Nicht alle Experten teilen diese pessimistische Einschätzung. Das Analysehaus Evercore ISI stuft den Gegenwind durch Speicherpreise als „minimal“ ein und setzte Apple vor den Zahlen auf die Liste der „Tactical Outperform“-Werte. Unterstützung für die Bullen liefert zudem die neue Partnerschaft mit Google. Apple wird deren Cloud-Technologie und das Sprachmodell Gemini nutzen, um die eigenen KI-Funktionen und Siri zu verbessern. Dieser strategische Schritt adressiert die Sorge vieler Anleger, Apple könnte im KI-Wettlauf gegenüber Microsoft oder Nvidia den Anschluss verlieren.

Blick auf den 29. Januar

Am kommenden Mittwoch, den 29. Januar, wird sich zeigen, ob die Sorgen berechtigt waren. Das Management selbst bezeichnete das abgelaufene Quartal als „rekordverdächtig“. Der Markt erwartet einen Umsatz von rund 138,3 Milliarden US-Dollar, was einem Wachstum von 11 Prozent entspräche, sowie einen Gewinn je Aktie von 2,65 US-Dollar.

Neben den reinen Finanzkennzahlen liegt der Fokus auf zwei kritischen Bereichen:
* Services-Sparte: Investoren achten darauf, ob das margenstarke Dienstleistungsgeschäft weiterhin zweistellig wächst.
* China-Geschäft: Hier steht Apple durch lokale Konkurrenten wie Huawei unter massivem Preisdruck.
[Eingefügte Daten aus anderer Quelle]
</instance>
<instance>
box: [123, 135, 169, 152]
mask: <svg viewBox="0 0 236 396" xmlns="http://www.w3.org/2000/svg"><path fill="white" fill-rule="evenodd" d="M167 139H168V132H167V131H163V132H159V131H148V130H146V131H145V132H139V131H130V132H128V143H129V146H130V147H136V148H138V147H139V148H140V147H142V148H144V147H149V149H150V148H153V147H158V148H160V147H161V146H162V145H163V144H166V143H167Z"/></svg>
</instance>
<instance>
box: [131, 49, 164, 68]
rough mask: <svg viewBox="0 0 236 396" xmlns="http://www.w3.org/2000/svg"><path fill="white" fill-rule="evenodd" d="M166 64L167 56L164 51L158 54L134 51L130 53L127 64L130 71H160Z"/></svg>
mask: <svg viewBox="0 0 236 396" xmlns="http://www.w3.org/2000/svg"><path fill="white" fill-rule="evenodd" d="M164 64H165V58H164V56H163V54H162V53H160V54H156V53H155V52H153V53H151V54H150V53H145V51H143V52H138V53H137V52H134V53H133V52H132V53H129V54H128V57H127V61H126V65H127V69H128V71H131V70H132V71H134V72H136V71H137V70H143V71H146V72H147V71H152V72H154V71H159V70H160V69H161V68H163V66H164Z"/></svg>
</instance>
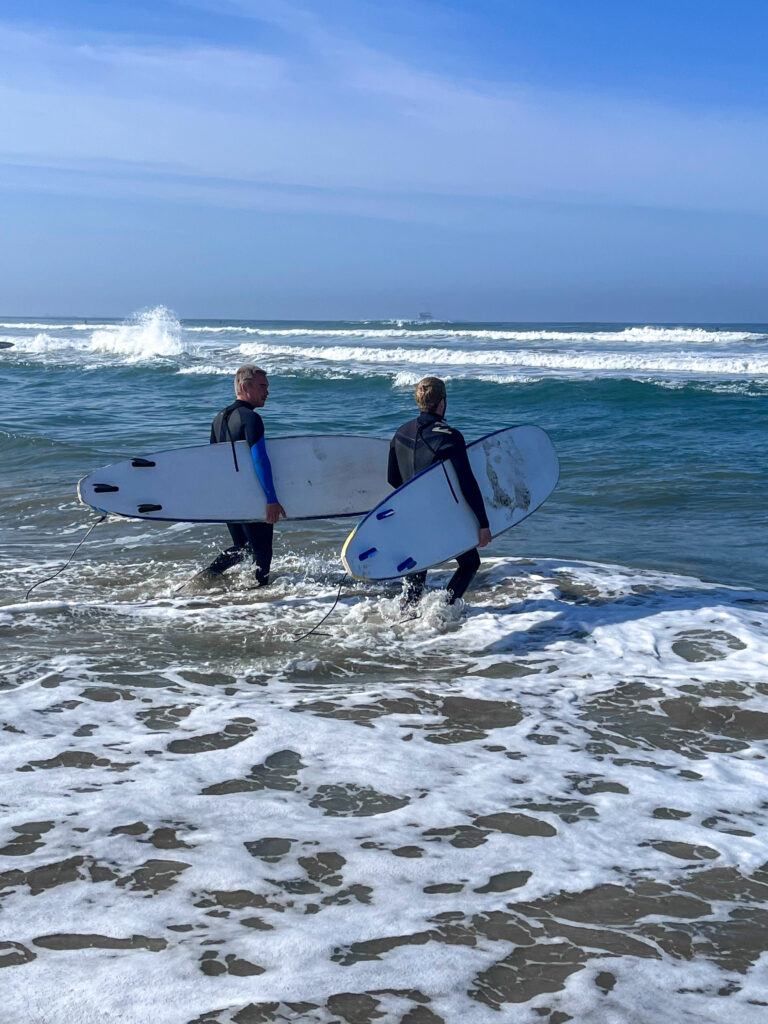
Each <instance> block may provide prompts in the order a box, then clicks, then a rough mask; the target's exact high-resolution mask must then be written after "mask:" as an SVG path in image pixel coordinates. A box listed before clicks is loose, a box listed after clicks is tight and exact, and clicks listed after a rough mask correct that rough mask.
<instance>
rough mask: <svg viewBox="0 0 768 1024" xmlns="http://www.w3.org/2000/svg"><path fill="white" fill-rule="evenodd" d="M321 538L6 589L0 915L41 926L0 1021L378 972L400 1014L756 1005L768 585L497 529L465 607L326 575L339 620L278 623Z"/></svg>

Der Quartalsbericht muss zeigen, ob sich die Marktanteile stabilisiert haben.

Mit einem aktuellen Analysten-Konsensziel von rund 290 US-Dollar signalisieren die Experten trotz der jüngsten Korrektur ein Aufwärtspotenzial von etwa 17 Prozent. Entscheidend für eine Trendwende wird sein, ob Apple am 29. Januar beweisen kann, dass die Margen trotz gestiegener Komponentenkosten stabil bleiben.